![]() ![]() ![]() ![]() ![]() |
January 20021.31.02:So I did build the collection selection index without position information and it is only 1/10th of the size of the other one. I ran the retrieval experiment on it just to make sure I could get the same results. Sure enough, it must be accurate because the results from the 2 are identical. However, in the process of all of this I did discover a bug in my pruning code. When I thought I was pruning each list and dropping entries at the document level, I was still dropping whole inverted lists if it did not have at least one docoument(db) with the required termcount (above threshold). That explains why I did not get better results from my second set of experiments. The results would be similar if the dataset was such that the 100 dbs have similar word distributions. I guess that must be the case. Since I was rewriting whole lists out, I was not writing out the newly created pruned lists. Now that I've changed it to write out the pruned lists, I see that the pruned lists are not being created properly. I'm getting very bad results from the pruned index. (as if all termcounts were 0). So I need to look into that.
1.30.02: In the meantime, I've be offering a lot of support to lemur users. One is a person in the group having
a lot of trouble getting the web data built. Another is someone trying to use an old version of VC++. (which
just won't work.) I think Cheng gave him some hacks. And finally, I've built all the libs and apps on win2000,
zipped it up and put it on our download page. We've had to add some notes on our download page to clarify
which versions of windows and vc++ people should use.
The SIGIR deadline has passed so obviously I didn't submit anything for that. Currently we're thinking
of submitting to the VLDB conference. If not, there's still CIKM after that. Hopefully I'll have something
in time for VLDB, but Jamie thinks it's 50/50. I still need to measure the query time to see if the smaller
collection index improves retrieval time. I also want to tweak those counts.
1.24.02: Also, Jamie told me to just focus on precision at 3,5, and 10 databases searched. If that's the
case then our performance difference becomes even smaller. I was thinking it might be the case that
we'd only care about less than 10 dbs searched, but I picked 50 before because that was the point with
the largest difference in performance. I also found out that Jamie was actually hoping to get better
performance, not just same. I think this might happen if I tweak the counts file.
Also happening in the last couple days is the AFRL people coming to get the newest YFitler system.
I made some minor changes to the GUI code. They were all fairly simple. I'm also talking to the
purchasing people about getting a new server for the group. sent them an email yesterday.
1.21.02: At first I was still quite discouraged given the results because it did not perform any better than
the old method. For the same small noticeable performance hit (about .02 hit in ave. prec for 50 dbs
searched), the db is only 10% smaller. The 2 sets of experiments have roughly the same performance level
for the same reduction in db size.
Currently, the thresholds are based on getting the top N terms in
each database regardless of database size. I was thinking of changing it to take the top N% of each database.
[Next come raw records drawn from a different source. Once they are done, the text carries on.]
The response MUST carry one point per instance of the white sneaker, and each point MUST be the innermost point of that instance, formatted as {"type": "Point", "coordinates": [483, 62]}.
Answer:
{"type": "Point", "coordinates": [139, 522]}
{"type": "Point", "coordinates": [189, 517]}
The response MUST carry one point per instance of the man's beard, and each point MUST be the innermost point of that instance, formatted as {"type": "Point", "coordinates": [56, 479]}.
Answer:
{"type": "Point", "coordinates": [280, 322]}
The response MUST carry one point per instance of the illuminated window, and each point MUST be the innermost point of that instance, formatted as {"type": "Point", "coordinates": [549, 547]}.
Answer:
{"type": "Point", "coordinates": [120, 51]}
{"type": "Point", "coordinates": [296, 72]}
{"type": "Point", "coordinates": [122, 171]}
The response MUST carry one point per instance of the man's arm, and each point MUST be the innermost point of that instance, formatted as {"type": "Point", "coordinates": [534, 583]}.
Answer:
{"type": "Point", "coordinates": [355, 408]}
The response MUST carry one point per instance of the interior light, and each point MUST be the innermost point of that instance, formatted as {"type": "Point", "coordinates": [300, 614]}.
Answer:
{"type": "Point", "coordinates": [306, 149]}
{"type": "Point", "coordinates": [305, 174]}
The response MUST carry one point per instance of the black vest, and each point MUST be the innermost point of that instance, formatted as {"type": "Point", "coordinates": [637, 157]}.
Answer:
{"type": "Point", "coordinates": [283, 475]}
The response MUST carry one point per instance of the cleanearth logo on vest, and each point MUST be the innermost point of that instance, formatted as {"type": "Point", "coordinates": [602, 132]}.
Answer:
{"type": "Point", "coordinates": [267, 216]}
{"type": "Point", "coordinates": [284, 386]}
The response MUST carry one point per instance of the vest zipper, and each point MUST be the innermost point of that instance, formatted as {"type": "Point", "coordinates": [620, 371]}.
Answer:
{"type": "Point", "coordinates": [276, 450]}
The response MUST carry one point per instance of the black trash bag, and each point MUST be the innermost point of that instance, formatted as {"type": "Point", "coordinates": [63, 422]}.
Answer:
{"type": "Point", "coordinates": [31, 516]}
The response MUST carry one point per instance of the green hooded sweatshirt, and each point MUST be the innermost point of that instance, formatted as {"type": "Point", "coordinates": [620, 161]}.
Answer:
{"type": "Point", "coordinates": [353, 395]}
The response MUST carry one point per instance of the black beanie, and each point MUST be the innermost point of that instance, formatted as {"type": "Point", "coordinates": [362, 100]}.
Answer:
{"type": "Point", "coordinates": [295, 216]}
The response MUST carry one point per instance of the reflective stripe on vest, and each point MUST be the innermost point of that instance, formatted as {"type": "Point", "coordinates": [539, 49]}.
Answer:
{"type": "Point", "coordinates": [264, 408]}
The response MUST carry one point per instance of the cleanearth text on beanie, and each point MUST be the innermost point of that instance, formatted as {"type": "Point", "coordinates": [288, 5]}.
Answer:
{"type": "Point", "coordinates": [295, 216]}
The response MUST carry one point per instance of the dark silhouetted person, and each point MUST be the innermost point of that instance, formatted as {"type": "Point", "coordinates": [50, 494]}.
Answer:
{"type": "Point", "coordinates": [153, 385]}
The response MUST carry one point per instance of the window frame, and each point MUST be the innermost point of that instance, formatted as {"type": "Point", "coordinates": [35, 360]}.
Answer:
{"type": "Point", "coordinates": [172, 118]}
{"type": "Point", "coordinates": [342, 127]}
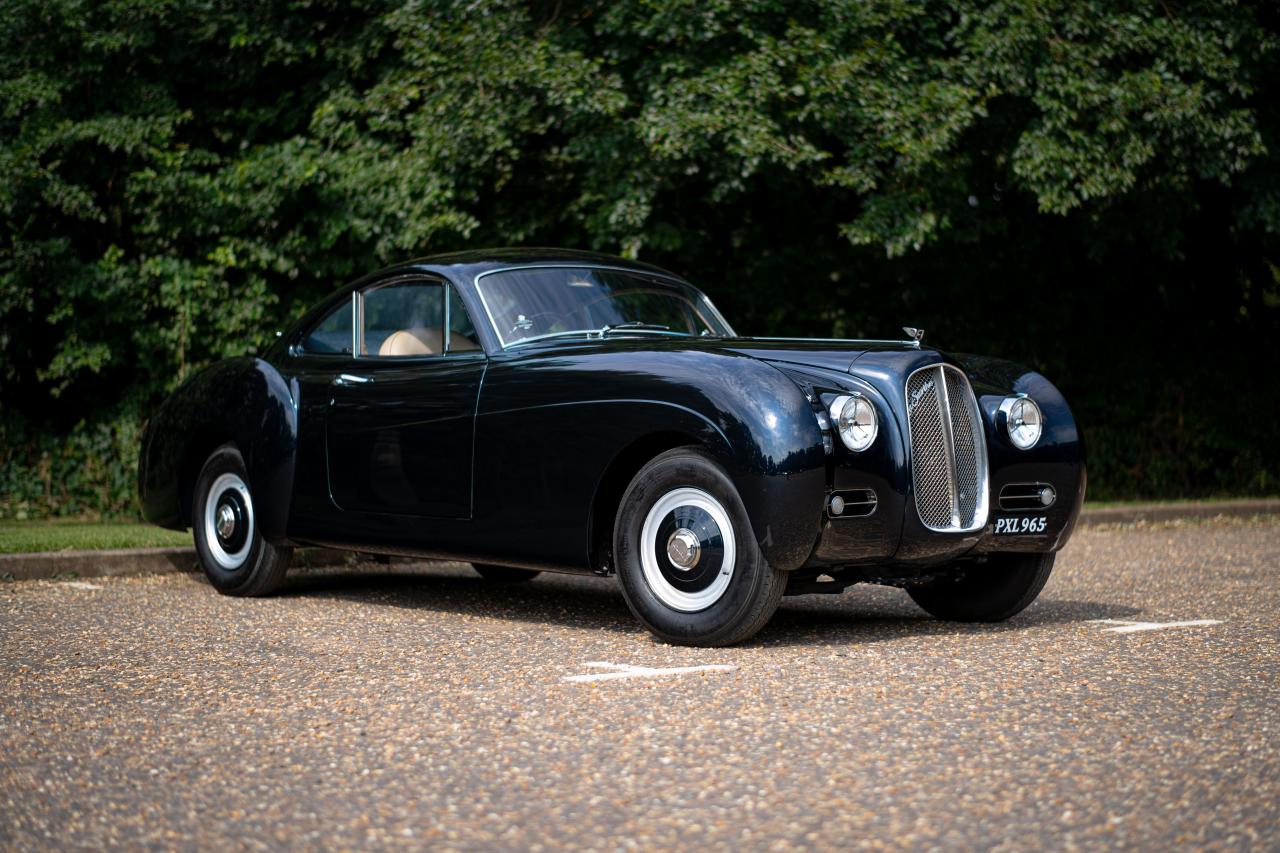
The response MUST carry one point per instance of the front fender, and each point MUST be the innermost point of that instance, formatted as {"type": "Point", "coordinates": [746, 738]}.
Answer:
{"type": "Point", "coordinates": [1059, 457]}
{"type": "Point", "coordinates": [245, 401]}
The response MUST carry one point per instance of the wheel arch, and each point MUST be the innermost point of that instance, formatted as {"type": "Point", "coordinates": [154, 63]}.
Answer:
{"type": "Point", "coordinates": [243, 401]}
{"type": "Point", "coordinates": [615, 480]}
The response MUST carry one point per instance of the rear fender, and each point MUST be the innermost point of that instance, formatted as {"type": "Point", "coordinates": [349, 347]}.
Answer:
{"type": "Point", "coordinates": [245, 401]}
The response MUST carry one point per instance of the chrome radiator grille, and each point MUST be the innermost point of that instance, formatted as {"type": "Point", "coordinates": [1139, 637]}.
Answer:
{"type": "Point", "coordinates": [949, 451]}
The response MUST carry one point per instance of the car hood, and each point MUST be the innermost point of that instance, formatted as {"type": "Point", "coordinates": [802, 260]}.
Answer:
{"type": "Point", "coordinates": [836, 355]}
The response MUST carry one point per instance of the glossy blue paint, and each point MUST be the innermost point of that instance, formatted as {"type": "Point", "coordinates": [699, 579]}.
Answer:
{"type": "Point", "coordinates": [519, 456]}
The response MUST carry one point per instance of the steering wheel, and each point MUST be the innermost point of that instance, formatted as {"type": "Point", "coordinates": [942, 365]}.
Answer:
{"type": "Point", "coordinates": [530, 323]}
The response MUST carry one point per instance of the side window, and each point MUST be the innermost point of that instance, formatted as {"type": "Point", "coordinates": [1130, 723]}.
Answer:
{"type": "Point", "coordinates": [462, 333]}
{"type": "Point", "coordinates": [333, 333]}
{"type": "Point", "coordinates": [403, 319]}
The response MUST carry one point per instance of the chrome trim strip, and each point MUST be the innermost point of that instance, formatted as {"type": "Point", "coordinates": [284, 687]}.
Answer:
{"type": "Point", "coordinates": [357, 323]}
{"type": "Point", "coordinates": [914, 345]}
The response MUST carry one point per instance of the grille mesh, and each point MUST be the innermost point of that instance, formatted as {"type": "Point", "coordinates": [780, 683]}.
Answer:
{"type": "Point", "coordinates": [949, 459]}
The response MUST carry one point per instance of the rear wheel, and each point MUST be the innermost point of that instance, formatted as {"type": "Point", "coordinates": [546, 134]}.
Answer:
{"type": "Point", "coordinates": [991, 592]}
{"type": "Point", "coordinates": [503, 574]}
{"type": "Point", "coordinates": [686, 555]}
{"type": "Point", "coordinates": [233, 553]}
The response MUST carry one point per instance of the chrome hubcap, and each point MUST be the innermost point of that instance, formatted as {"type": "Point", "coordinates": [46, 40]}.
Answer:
{"type": "Point", "coordinates": [225, 521]}
{"type": "Point", "coordinates": [688, 550]}
{"type": "Point", "coordinates": [684, 548]}
{"type": "Point", "coordinates": [228, 521]}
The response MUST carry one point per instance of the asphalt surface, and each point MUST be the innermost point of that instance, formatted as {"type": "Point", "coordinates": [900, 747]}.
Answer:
{"type": "Point", "coordinates": [430, 708]}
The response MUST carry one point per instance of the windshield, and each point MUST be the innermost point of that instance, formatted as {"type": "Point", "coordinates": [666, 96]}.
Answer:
{"type": "Point", "coordinates": [556, 301]}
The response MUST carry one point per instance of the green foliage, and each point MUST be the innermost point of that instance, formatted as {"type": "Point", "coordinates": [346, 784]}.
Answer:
{"type": "Point", "coordinates": [30, 537]}
{"type": "Point", "coordinates": [1088, 186]}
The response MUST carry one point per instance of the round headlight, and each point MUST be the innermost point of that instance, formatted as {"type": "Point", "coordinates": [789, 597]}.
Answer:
{"type": "Point", "coordinates": [1023, 420]}
{"type": "Point", "coordinates": [855, 420]}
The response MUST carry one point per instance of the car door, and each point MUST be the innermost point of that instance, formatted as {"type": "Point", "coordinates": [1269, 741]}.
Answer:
{"type": "Point", "coordinates": [400, 422]}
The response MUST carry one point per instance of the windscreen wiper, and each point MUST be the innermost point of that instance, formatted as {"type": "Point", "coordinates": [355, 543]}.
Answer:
{"type": "Point", "coordinates": [634, 324]}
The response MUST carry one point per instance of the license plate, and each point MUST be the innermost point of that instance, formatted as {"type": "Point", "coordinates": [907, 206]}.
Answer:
{"type": "Point", "coordinates": [1020, 525]}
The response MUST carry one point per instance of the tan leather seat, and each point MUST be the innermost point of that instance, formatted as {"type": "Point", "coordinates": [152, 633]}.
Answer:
{"type": "Point", "coordinates": [408, 342]}
{"type": "Point", "coordinates": [411, 342]}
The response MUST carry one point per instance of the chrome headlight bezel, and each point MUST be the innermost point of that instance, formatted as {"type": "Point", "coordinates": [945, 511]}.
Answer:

I don't have a feeling that this will greatly improve it though. A secondary thought is possibly tweaking the
counts. Currently when I run the cori eval, I give it term counts and collection counts based on the original
database. I thought that this is accurate since the actual data has not changed. But perhaps we could get
better performance if we tweak the counts to represent the pruned database.
I reread the paper and it turns out that we were measuring the amount of pruning differently than they were.
They were measuring it by the number of entries that get thrown out, completely ignoring the actual db size on disk.
So our 10% reduction is actually, by their definition, either 95% or 85% pruned depending on whether "entries"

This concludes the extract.